In immunotherapy, the patient’s own immune system is activated to fight cancer cells. Such strategies have been pursued for a few decades and are currently seeing their first commercial applications. However, the quest for new and better ways to help our bodies kill cancer cells is far from over. Dr. Abhishek Garg, a young scientist at KU Leuven, is making a big impact in the field with the development of so-called dendritic cell vaccines for difficult-to-treat tumors such as high-grade glioma (HGG). He presented his work at the Tumor Immunology and Immunotherapy symposium organized by the LKI, Leuven’s Cancer Institute.
No one-size-fits-all solution
The most successful forms of immunotherapy to date involve the use of immune checkpoint inhibitors. Immune checkpoints are used by the body to prevent the immune system from attacking healthy cells. Tumor cells often exploit this mechanism to escape detection. Immune checkpoint inhibitors release the brakes on the immune system, allowing it to attack the cancer cells. Recent research has shown that carcinogen-induced tumors with a high mutational load respond especially well to this type of therapy. For other tumors, such as HGG, checkpoint inhibitors have been found to be less effective. The medical need for treatment of HGG remains high, as currently patients can rely only on traditional chemotherapy.

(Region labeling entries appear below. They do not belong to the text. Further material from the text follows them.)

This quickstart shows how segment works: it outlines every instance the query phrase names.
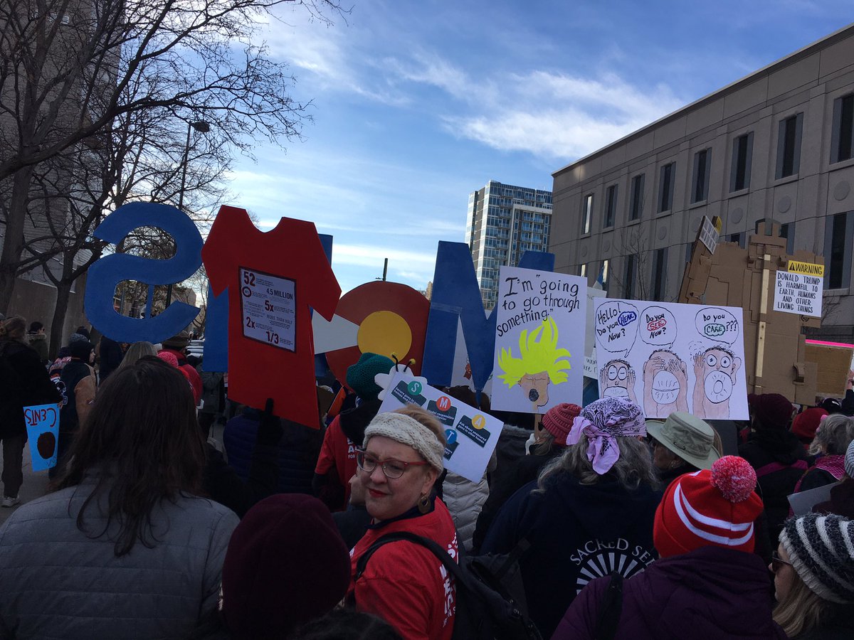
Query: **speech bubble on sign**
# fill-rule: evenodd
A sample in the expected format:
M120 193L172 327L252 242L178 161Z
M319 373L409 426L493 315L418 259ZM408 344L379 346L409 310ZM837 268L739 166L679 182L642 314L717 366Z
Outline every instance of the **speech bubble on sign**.
M594 330L597 347L626 356L638 334L638 310L621 300L603 300L596 307Z
M676 340L676 318L663 306L647 306L640 312L638 333L647 345L672 346Z
M697 311L697 331L704 338L732 345L739 338L741 323L726 309L707 306Z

Dendritic cell vaccines offer a promising alternative. Dendritic cells are responsible for processing antigen material and presenting it to the T-cells, which mediate the destruction of the target. When dendritic cells are pretreated in vitro with cancer cell antigens and subsequently injected, the adaptive immune system can be taught to recognize and attack the cancer cells. Previous methods used cancer-specific peptides, or cancer cell lysates obtained by freezing and thawing. However, their success in activating the immune system was limited.

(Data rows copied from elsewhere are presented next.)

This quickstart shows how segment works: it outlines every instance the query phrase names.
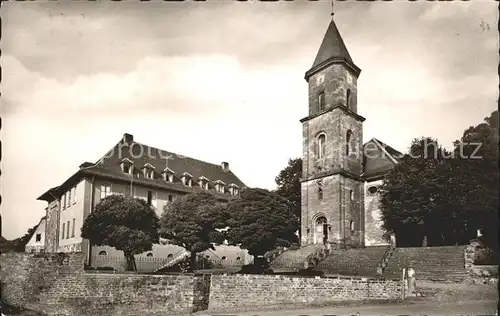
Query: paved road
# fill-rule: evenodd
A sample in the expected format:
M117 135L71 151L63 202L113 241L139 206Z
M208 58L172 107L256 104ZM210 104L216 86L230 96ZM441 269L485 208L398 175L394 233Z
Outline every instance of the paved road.
M364 305L350 307L328 307L319 309L279 310L266 312L211 313L211 316L458 316L495 315L496 301L466 301L447 304L419 302L414 304Z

Danger signals lead the way
Dr. Garg’s research into immunogenic cell death (ICD) has created better antigens to prime the dendritic cells. In this method, cultured cancer cells are treated in vitro with hypericin, a compound already used clinically for the fluorescence-based visualization of tumors for resection. The hypericin is activated by light to create oxidative stress, which causes the cells to elicit “danger signals” before they die. The presence of these signals was shown to be essential for successful use in vaccination strategies. Traditionally, such ICD cancer cells are considered to be sufficiently immunogenic by themselves, but adding the intermediary step of using them to treat dendritic cells has drastically increased their immunogenic potential in mouse models.
A one-two punch for HGG
In mice, the vaccine succeeded in slowing down disease progression, but was insufficient to achieve remission. These results were similar to the current standard of care, chemotherapy. However, a chemotherapy treatment followed by an immunization increased the median survival by about 300% and produced a long-term survival rate of about 50%. Presumably, the chemotherapy treatment helps the vaccine overcome the normally strong immunosuppressive effect of tumors. These cured mice stayed healthy even after a new injection of glioma cells, proving the presence of a long-term anti-HGG immune memory.

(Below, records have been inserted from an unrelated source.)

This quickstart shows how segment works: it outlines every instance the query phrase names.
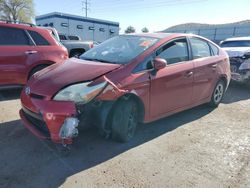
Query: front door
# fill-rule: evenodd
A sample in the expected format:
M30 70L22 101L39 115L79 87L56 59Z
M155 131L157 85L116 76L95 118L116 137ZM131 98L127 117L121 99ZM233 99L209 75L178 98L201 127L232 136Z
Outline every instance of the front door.
M30 43L24 30L0 26L0 85L25 82Z
M191 104L193 92L193 62L189 61L186 38L168 42L156 51L156 57L167 66L151 73L150 115L153 119Z

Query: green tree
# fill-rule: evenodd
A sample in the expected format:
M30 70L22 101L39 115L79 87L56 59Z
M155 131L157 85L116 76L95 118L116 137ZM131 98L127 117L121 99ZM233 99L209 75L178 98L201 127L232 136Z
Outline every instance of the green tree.
M0 19L32 22L34 17L33 0L0 0Z
M148 32L149 32L148 28L146 28L146 27L142 28L141 31L142 31L143 33L148 33Z
M135 33L135 28L132 26L128 26L125 30L125 33Z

This strategy offers new hope for HGG patients, who currently have to rely solely on chemotherapy, which eventually fails due to HGG invasion and recurrence. Further research is needed to investigate its effectiveness in humans. To this end, Dr. Garg and his colleagues are developing clinical SOPs for the first trials, which will help this promising therapy take the next step from the bench to the bedside.
Reference
Garg, Abhishek D., et al. “Dendritic cell vaccines based on immunogenic cell death elicit danger signals and T cell–driven rejection of high-grade glioma.” Science translational medicine 8.328 (2016): 328ra27-328ra27.